2. Key Details for Each Subset
- Core Math Problems: Each entry is annotated with its mathematical domain, the specific solving technique required, and a reference solution. A grading scheme is auto-generated via few-shot prompting against human exemplars.
- Verifier Expert Subset: Extracted as (problem, candidate, analysis, errors, verdict) tuples. The raw distribution heavily favors the
no_errorsandhas_errorsclasses, so the authors rebalance all four verdict categories to prevent model collapse. - Fixer Expert Subset: Drawn from the same rollout pool but strictly filtered to retain only flawed proofs marked as
minor_gaps,has_errors, orfundamentallyWrong.
3. Data Processing and Training Usage
- Before entering the RL loop, the authors apply three preprocessing filters: difficulty filtering drops problems the baseline M2.7 model solves reliably, domain balancing equalizes representation across algebra, combinatorics, geometry, and number theory, and trick-frequency control smooths common techniques while preserving rare competition patterns.
- Held-out evaluation benchmarks like IMO 2025 and USAMO 2026 are explicitly excluded, and near-duplicate filtering is applied against them.
- The dataset is partitioned by prompt rather than by candidate to prevent training-validation leakage.
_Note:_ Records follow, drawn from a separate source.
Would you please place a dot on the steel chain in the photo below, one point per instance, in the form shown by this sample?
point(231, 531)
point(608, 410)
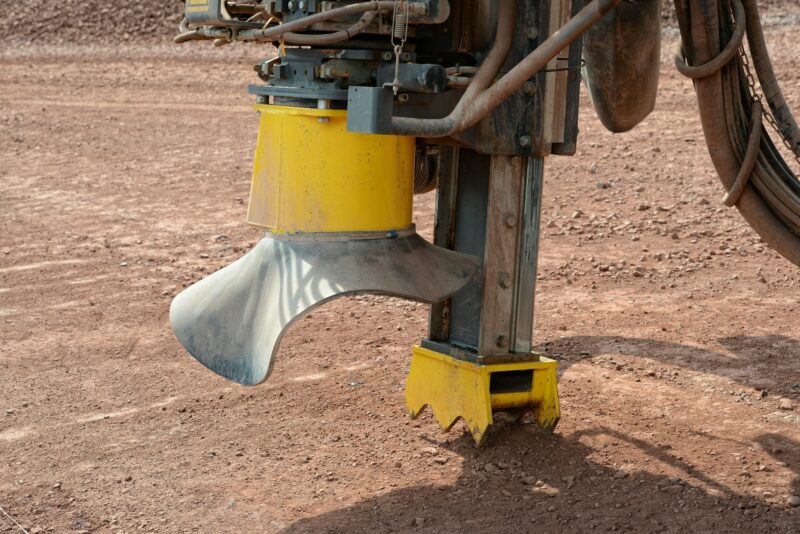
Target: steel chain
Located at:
point(757, 96)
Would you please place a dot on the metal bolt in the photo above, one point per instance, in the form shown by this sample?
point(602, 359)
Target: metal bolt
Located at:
point(504, 280)
point(528, 88)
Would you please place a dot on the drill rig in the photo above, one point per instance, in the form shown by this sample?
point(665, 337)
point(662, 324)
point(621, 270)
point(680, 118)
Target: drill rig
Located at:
point(368, 102)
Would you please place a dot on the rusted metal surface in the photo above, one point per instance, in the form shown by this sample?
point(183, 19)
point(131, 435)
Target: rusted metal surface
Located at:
point(622, 54)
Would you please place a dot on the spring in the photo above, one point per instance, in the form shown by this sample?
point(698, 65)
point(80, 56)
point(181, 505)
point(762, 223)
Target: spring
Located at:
point(400, 22)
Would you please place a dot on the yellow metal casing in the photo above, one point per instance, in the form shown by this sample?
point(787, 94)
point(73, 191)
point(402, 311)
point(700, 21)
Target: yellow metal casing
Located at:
point(312, 175)
point(459, 389)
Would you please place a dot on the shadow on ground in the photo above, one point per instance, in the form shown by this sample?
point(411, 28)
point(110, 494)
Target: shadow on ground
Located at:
point(578, 495)
point(760, 362)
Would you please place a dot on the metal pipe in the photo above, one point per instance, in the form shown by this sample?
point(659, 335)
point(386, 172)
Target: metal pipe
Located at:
point(333, 37)
point(469, 111)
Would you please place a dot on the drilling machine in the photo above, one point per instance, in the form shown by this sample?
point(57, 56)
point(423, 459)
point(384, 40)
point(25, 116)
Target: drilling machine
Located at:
point(366, 103)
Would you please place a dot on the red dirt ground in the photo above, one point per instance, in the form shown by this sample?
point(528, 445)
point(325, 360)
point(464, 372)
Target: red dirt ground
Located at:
point(124, 176)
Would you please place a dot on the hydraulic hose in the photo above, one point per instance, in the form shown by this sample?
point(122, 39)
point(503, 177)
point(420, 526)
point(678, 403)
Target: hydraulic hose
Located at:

- The final mixture is intentionally non-uniform, designed to maintain useful structural signals while ensuring no single domain or technique dominates the gradient updates.
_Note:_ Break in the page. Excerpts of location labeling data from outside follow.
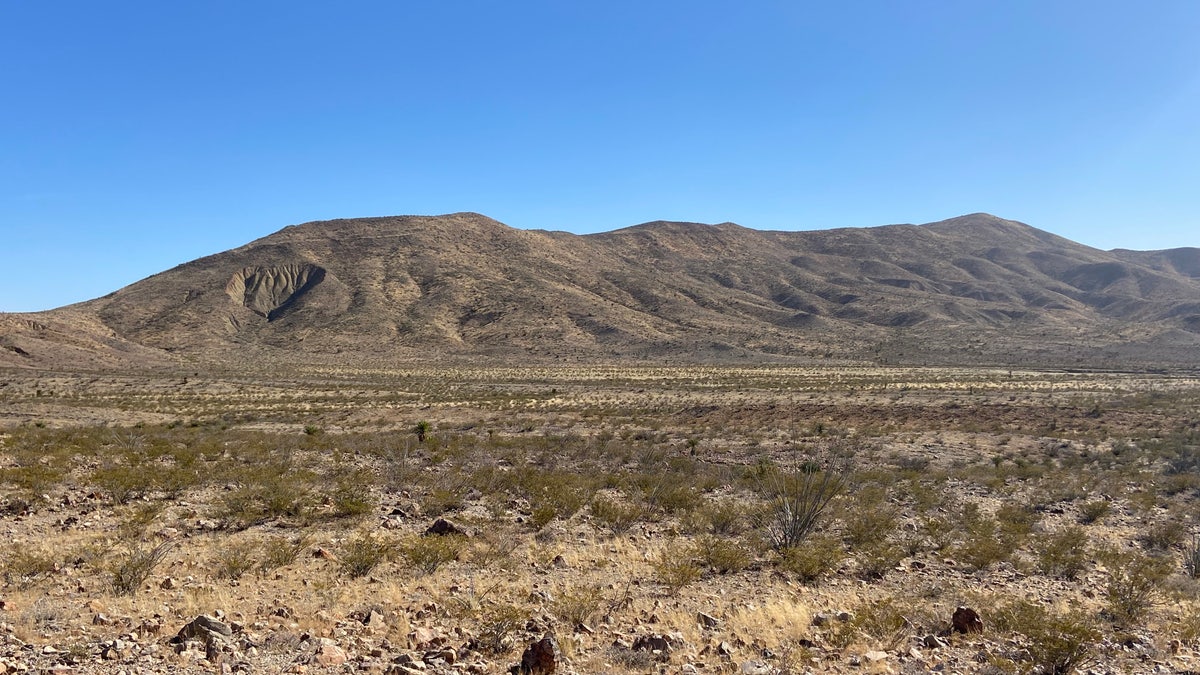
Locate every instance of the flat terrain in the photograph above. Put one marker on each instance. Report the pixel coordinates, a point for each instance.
(641, 515)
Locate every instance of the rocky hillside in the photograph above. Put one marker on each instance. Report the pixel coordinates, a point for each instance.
(970, 290)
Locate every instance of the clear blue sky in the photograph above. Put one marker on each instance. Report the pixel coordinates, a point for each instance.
(139, 135)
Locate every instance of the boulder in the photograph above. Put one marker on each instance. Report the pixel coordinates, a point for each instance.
(966, 620)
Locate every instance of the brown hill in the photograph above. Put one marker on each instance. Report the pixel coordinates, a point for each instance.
(375, 291)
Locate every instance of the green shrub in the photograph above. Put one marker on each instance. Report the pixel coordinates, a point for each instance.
(675, 567)
(364, 553)
(1135, 581)
(234, 560)
(723, 556)
(1062, 554)
(24, 565)
(616, 515)
(811, 560)
(1093, 512)
(427, 554)
(497, 625)
(984, 544)
(281, 551)
(1164, 536)
(579, 604)
(876, 560)
(1056, 643)
(133, 567)
(798, 502)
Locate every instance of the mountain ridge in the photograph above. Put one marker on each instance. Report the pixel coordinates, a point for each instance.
(975, 288)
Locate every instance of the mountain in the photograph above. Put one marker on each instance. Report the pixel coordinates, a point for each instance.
(971, 290)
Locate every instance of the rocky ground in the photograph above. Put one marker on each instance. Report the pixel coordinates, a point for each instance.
(617, 530)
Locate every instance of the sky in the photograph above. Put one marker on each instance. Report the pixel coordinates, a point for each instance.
(139, 135)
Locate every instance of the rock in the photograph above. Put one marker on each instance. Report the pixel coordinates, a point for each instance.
(443, 527)
(204, 628)
(653, 643)
(330, 655)
(756, 668)
(966, 620)
(540, 657)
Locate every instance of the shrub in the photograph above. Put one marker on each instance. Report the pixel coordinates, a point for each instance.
(234, 560)
(871, 520)
(879, 559)
(1062, 554)
(427, 554)
(1134, 584)
(675, 568)
(724, 556)
(1192, 557)
(133, 567)
(497, 626)
(1164, 536)
(1057, 643)
(281, 551)
(815, 557)
(24, 565)
(1093, 512)
(797, 503)
(616, 515)
(579, 604)
(882, 622)
(984, 544)
(363, 554)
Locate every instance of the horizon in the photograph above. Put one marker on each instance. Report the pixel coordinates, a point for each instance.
(147, 136)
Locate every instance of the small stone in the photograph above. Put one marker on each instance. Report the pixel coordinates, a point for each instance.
(330, 655)
(443, 527)
(966, 620)
(540, 657)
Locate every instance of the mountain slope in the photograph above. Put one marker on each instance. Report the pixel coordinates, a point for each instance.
(969, 290)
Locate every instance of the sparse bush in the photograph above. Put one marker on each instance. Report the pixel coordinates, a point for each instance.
(497, 626)
(1062, 554)
(1093, 512)
(1134, 583)
(363, 554)
(234, 560)
(1164, 536)
(879, 559)
(616, 515)
(133, 567)
(24, 565)
(427, 554)
(1192, 557)
(882, 623)
(1057, 643)
(579, 604)
(675, 568)
(724, 556)
(798, 501)
(984, 544)
(813, 559)
(282, 551)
4. Metadata Construction and Structural Processing
- The pipeline constructs a standardized schema where each rollout yields aligned textual critiques and scalar rewards tied to the same failure mode.
- Data alignment targets the pessimistic-min teacher signal, ensuring the verifier and fixer experts learn the exact correctness criteria used during proof generation.
- Rollout outputs are parsed into fixed structural templates, capturing problem statements, candidate solutions, step-by-step analyses, and verdicts for downstream expert training.
Experiment
The evaluation utilizes a two-stage design, first assessing the standalone M3 model on mathematical proof benchmarks to measure baseline reasoning capabilities, and then applying the MaxProof framework on competition problems to validate how population-level search and multi-layer verification transform raw ability into consistent performance. Earlier single-judge training methods proved vulnerable to systematic reward-hacking behaviors like length inflation and rigid templating, which directly informed the creation of a coordinated defense pipeline. Ultimately, the experiments demonstrate that MaxProof effectively bridges the gap between base model potential and reliable contest output through iterative refinement and expert-aligned scoring, while also highlighting that performance ceilings remain tied to underlying model reasoning and occasional ranking inconsistencies.